Di essa Maribruna vive la sua investitura per l’infinito.

Mi vesto di paillettes e di perline
mi velo di voiles e di chiffons,
mi lego il collo, le caviglie, i polsi,
con le fredde catene dei bijoux.
Mi ha messo anche un diadema sulla fronte
e un nastro di seta allo chignon,
un anello di ametista al dito
ed alle orecchie due pendents.
Adesso sono pronta per la festa
eccomi prostituta per la strada.
Sono di tua proprietà.
Tu sei il padrone.
Ed io la tua puttana.

Un'investitura solitaria e disperata che non trova conforto se non nell’abbandono di un mondo in cui neanche i gabbiani hanno più ali, il corvo perseguita il sonno, le rondini sono fulminate e le vene sono trapassate inutilmente da aghi, analisi e camici bianchi, il sole è talvolta vissuto come incanto “ubriaco” ma sempre più presenti insistono coni d’ombre, silenzi che neanche nella tela distendono più il colore; resta l’ urlo silenzioso: ”il grido muore / e mi gorgoglia in gola", e la mano che non si distende sulla tela “ha solo dita adunche / chiuse a pugno / rattrappite / in un’imprecazione”, e solennemente addita da lontano la morte come unica nostra proprietà ineludibile.
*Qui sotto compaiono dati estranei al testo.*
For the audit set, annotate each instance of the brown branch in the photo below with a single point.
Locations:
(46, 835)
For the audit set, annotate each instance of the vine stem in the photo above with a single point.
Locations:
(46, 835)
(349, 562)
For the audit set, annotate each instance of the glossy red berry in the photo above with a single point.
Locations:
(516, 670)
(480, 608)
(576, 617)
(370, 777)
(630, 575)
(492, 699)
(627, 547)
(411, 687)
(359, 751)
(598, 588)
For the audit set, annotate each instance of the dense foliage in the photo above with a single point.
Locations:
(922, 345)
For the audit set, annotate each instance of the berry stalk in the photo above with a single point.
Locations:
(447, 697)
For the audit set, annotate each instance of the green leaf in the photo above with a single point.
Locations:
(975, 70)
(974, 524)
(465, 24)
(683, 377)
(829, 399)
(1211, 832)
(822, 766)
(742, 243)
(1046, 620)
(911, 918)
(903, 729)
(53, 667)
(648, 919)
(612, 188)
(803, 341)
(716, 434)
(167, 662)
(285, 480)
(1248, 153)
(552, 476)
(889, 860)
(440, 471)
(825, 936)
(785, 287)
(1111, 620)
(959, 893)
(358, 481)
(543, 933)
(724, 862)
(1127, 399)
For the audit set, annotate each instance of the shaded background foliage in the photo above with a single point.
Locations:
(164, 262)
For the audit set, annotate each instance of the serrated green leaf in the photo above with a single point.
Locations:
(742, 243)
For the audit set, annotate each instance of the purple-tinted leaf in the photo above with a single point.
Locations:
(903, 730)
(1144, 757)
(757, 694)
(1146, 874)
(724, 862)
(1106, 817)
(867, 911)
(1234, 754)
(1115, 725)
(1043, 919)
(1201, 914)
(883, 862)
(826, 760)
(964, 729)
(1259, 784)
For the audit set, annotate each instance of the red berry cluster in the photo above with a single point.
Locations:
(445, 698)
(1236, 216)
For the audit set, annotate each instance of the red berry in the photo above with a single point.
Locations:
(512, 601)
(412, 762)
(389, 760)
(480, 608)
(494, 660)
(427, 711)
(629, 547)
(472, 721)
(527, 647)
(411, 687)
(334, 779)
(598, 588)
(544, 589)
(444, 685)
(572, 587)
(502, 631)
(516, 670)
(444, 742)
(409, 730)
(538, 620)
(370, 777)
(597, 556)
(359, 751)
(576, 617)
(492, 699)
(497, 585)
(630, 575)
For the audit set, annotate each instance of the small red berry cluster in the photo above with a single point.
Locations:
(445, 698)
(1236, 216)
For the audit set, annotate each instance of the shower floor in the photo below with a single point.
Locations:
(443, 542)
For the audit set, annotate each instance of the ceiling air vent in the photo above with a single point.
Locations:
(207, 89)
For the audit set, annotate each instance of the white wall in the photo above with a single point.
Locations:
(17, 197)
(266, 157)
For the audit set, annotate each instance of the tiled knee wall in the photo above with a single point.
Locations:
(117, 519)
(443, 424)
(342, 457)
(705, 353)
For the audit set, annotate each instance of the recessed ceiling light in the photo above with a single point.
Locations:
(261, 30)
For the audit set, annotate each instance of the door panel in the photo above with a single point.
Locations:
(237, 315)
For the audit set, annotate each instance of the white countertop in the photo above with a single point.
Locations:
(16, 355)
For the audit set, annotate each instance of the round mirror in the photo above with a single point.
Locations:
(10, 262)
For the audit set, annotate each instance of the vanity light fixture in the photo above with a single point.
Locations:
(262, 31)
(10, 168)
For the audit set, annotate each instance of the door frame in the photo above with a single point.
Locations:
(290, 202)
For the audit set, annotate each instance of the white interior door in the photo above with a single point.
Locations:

Ma la vestale non spegne il fuoco , non si spoglia della veglia, non smette di custodire, vive da cieco vate “tra tenaglie d’onde / ripiegate/ in lamine di fogli / di latta / in una lotta / liquida spirale / di cavalli / e creste”, e dona ceneri di vita. “E mentre il vento/ ti si aggrappa in grembo / prendi il mio cuore / e inchiodalo ad un palo / per una crocifissione di rinascita".